Step 5: Advanced Telemetry Configuration

Configure span processors, custom metadata, and resource attributes:

Using SimpleSpanProcessor for Immediate Export

Useful for debugging or testing:

arthur = ArthurClient(
    task_name="my-llm-app",
    api_key=os.getenv("ARTHUR_API_KEY"),
    use_simple_processor=True  # Spans export immediately, not batched
)

When to use:

  • SimpleSpanProcessor: Debugging, testing, or low-throughput applications
  • BatchSpanProcessor (default): Production environments with high throughput

Adding Custom Resource Attributes

Enrich traces with custom metadata about your service:

arthur = ArthurClient(
    task_name="recommendation-service",
    api_key=os.getenv("ARTHUR_API_KEY"),
    service_name="recommendation-service",
    resource_attributes={
        "environment": "production",
        "version": "2.1.0",
        "datacenter": "us-west-2",
        "team": "ml-platform"
    }
)

These attributes will be attached to all spans as resource-level metadata.

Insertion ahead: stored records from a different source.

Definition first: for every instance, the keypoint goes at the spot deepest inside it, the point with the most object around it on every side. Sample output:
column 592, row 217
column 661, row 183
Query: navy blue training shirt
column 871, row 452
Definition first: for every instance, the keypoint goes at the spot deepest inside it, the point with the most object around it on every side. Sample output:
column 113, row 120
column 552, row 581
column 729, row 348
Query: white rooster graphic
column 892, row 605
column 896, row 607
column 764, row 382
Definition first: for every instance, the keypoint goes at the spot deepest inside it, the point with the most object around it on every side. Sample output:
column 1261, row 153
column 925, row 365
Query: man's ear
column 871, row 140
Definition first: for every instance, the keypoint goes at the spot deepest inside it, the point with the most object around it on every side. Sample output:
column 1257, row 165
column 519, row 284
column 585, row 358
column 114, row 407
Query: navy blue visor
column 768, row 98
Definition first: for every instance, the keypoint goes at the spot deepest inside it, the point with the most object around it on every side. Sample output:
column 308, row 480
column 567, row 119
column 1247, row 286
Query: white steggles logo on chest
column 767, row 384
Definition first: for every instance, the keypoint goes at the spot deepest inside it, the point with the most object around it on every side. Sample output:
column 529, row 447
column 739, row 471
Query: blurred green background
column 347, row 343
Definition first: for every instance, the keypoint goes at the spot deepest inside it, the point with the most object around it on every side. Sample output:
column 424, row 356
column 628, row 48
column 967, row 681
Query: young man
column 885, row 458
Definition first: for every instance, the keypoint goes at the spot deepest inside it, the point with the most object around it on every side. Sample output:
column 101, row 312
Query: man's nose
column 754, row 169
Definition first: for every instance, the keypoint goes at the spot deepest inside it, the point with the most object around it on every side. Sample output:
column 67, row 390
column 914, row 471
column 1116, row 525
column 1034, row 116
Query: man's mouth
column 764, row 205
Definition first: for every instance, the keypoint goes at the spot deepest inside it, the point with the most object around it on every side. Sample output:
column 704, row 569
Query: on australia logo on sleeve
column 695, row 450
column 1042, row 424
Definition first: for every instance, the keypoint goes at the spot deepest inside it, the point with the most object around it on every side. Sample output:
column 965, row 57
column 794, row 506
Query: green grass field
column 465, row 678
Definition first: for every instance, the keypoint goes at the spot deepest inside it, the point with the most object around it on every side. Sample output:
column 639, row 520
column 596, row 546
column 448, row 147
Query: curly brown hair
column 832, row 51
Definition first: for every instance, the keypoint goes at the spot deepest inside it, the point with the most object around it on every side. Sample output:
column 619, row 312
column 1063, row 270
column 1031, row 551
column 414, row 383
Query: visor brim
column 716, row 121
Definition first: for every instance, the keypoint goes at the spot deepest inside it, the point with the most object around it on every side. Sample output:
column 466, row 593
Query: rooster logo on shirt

Verifying Telemetry is Active

# Check if telemetry initialized correctly
if arthur.telemetry.is_initialized():
    print("✓ Telemetry is active and sending traces")
else:
    print("✗ Telemetry is not active")

Step 6: Session and User Tracking

Use the context manager to add session and user metadata:

from arthur_observability_sdk import ArthurClient, context, instrument_openai
import openai

arthur = ArthurClient(
    task_name="customer-support-bot",
    api_key=os.getenv("ARTHUR_API_KEY")
)
instrument_openai()

# Track a conversation session
session_id = "conversation-abc-123"
user_id = "user-456"

with context(
    session_id=session_id,
    user_id=user_id,
    metadata={"environment": "production", "experiment": "new-prompt-v2"},
    tags=["customer-support", "priority-high"]
):
    # All spans in this block inherit the context
    response = openai.chat.completions.create(
        model="gpt-4",
        messages=[{"role": "user", "content": "I need help with my order"}]
    )
    print(response.choices[0].message.content)

arthur.shutdown()

Context Attributes:

  • session_id: Track conversation threads across multiple interactions
  • user_id: Associate spans with specific users
  • metadata: Dictionary of custom key-value pairs
  • tags: List of tags for filtering in the Arthur dashboard
  • **kwargs: Any additional attributes you want to track

Use cases:

  • Track multi-turn conversations
  • A/B testing with experiment metadata
  • User segmentation and analysis
  • Environment-specific tracking (dev/staging/prod)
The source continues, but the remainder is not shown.